Wouter Basson in Rhodesia

Extract form the Sunday Times 31 October 1999

A Mercenary Confesses

I saw Dr Death inject five men before they were thrown alive from plane. MICHAEL SCHMIDT reports on five murders that have escaped the attention of the courts. A former soldier of fortune has made a taped confession in which he claims he saw Wouter Basson 'doctor' five guerrillas on a plane in 1979 before they were thrown out over Mozambique. Retired French Foreign Legionnaire Charles 'Chris' Timothy Pessarra claimed from his home in Texas this week that Basson, who he says was wearing a mask, injected two of the guerrillas with an unknown substance. He says the five men had been disguised in the camouflage uniforms of the Rhodesian Selous Scouts and were poisoned so they would spread 'contamination' among the guerrilla force that recovered them


A FORMER French Foreign Legionnaire this week claimed he saw South African chemical warfare expert Dr Wouter Basson inject five unconscious guerrillas with a solution on board a "death plane" from which they were then thrown out over Mozambique

Retired mercenary Charles "Chris" Timothy Pessarra, 50, who also served in the Rhodesian and South African armies, told a chilling tale of a top-secret flight aboard a Rhodesian Air Force Dakota at the tail-end of the Rhodesian bush war.
Pessarra's testimony about the alleged flight in May 1979, which has never been previously revealed and which is not known to Basson's prosecutors, was sent to the Sunday Times from a town in rural Texas, recorded on two micro-cassette tapes. He added some details later in a phone conversation.
Pessarra describes a memorable night at the airfield at Buffalo Range, near Chiredzi in the south of Rhodesia, 20km from the Mozambican border - nicknamed the Russian Front - where he was an airborne-assault paratroop instructor.
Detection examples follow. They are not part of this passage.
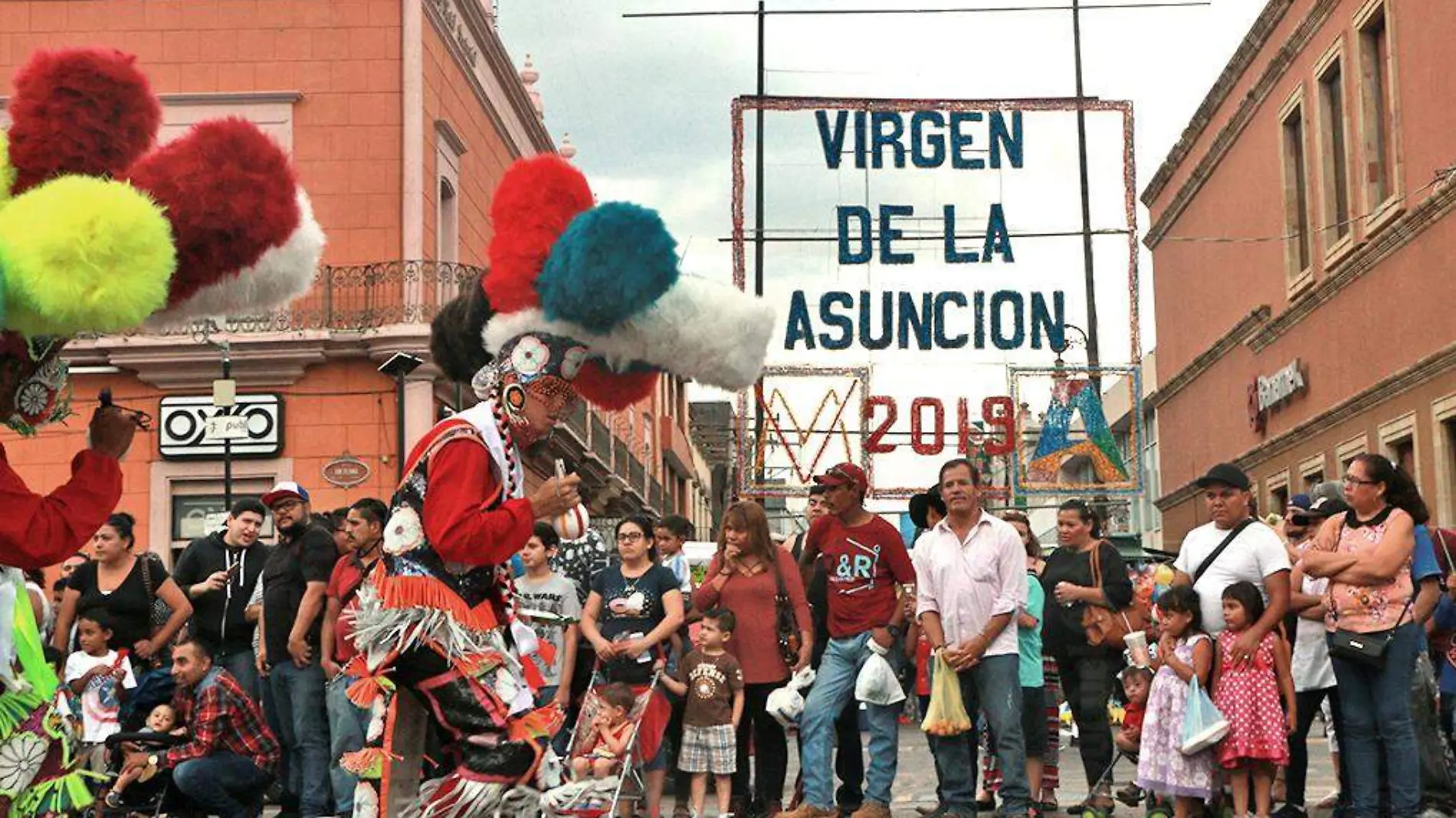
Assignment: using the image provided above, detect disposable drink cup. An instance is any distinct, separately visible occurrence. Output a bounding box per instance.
[1126,630,1152,668]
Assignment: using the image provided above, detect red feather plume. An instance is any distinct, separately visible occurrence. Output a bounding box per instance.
[484,153,595,313]
[571,361,658,411]
[126,118,300,307]
[8,48,162,194]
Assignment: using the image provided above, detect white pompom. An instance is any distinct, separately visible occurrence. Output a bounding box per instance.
[550,504,591,540]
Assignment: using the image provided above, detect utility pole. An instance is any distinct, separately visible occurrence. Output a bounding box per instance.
[1071,0,1102,381]
[753,0,767,485]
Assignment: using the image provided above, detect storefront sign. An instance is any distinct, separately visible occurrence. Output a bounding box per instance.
[157,394,283,460]
[322,454,370,489]
[1249,358,1307,432]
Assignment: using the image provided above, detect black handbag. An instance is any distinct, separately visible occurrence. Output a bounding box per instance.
[1330,598,1415,668]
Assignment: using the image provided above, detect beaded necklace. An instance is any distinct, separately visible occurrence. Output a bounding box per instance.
[492,401,516,498]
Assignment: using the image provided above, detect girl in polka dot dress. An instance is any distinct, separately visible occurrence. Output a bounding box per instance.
[1213,582,1296,818]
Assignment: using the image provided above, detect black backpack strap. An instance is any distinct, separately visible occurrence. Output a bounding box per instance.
[1192,517,1254,585]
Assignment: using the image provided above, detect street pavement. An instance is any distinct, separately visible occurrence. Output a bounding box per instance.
[265,725,1336,818]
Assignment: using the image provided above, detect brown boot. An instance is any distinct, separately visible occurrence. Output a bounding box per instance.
[780,800,838,818]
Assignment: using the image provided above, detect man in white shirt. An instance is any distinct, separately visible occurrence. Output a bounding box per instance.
[911,460,1031,818]
[1173,463,1290,661]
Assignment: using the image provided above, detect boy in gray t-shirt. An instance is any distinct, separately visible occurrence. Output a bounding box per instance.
[516,522,581,708]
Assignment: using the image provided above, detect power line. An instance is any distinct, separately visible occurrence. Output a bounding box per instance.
[718,227,1131,243]
[621,0,1213,19]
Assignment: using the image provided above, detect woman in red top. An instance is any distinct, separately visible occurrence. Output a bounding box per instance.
[693,502,814,818]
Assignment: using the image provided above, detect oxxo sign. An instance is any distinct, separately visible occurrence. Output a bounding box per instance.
[1249,358,1307,434]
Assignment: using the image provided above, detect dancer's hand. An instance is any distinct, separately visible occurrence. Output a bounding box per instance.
[530,475,581,519]
[87,406,139,460]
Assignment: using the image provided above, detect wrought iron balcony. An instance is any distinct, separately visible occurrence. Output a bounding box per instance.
[105,259,485,336]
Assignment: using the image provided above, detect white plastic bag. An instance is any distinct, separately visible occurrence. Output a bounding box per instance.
[763,668,814,728]
[854,639,906,706]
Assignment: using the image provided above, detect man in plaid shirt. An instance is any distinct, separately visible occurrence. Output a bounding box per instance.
[125,639,280,818]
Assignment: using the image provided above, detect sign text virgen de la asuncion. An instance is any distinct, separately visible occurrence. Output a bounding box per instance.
[783,110,1064,351]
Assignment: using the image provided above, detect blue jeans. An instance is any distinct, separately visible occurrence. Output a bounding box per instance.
[268,659,333,818]
[172,750,272,818]
[212,648,262,703]
[927,653,1031,815]
[1331,623,1421,818]
[799,632,901,810]
[325,672,372,815]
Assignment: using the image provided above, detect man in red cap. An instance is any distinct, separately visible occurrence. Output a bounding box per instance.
[0,393,137,569]
[791,463,914,818]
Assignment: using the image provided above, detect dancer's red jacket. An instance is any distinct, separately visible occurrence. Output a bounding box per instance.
[0,446,121,569]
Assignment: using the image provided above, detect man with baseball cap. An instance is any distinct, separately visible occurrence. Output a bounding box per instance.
[257,480,338,818]
[1173,463,1290,661]
[789,463,914,818]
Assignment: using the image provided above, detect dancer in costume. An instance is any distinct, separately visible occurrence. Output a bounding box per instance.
[0,48,323,818]
[345,155,773,818]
The tape begins with Pessarra's description of the night in May 1979 when a Dakota aircraft was due to fly across the border into Mozambique at 9pm.
The pilot of the Dakota, a civilian Air Rhodesia pilot who flew reserve for the air force, begged him to come on the flight because he was worried about the unusual levels of secrecy involved.
At 2pm that day, Pessarra says, he argued at length with a Rhodesian major , and a former Foreign Legionnaire serving with the Selous Scouts. The Scouts wanted five parachutes, but Pessarra said he had not received any orders to that effect from air force headquarters.
Pessarra says that he examined the Dakota, and that its interior windows had been blacked out and the pilot's cabin sealed off with canvas.
But he was able to see what was being loaded: "Five . . . semi-conscious [Zimbabwe African National Liberation Army] terrorists into the back of the Dak.
"I recognized several different people from the Recce people, and also recognized an American intelligence officer and two of the gentlemen who I'd seen once before with the Recce people, the South African Recce [reconnaissance unit]."
He says Basson "drove up in the Land Rover . . . he was there for at least a few hours". Basson "did not have a beard; hell of a bit more hair. He looked like a German hunter out on safari."
Pessarra sneaked onto the aircraft through the navigator's door. "I was able to look through the side window, saw them load the bodies. They were still conscious.
"Basson got out of the door . . . on the right-hand side of the Land Rover, walked around the side, climbed up the steps. He had his case with him. He bent over them inside the door, on the back part of the aircraft between the last seats and the doors."
Peeping through a hole in the canvas screen, Pessarra saw "the terrs [terrorists], they were semi-unconscious, some of them were obviously, I could see, alive".
"I only saw him [Basson] inject two of them with some type of solution [directly into their stomachs]. They did some scrapings, everything. The rubber gloves were put on.
"Basson had a mask on . . . he put the mask on once he was inside the door, took it off once he was outside. This all took about 25 minutes."
Five members of the Recces had helped Basson, he says.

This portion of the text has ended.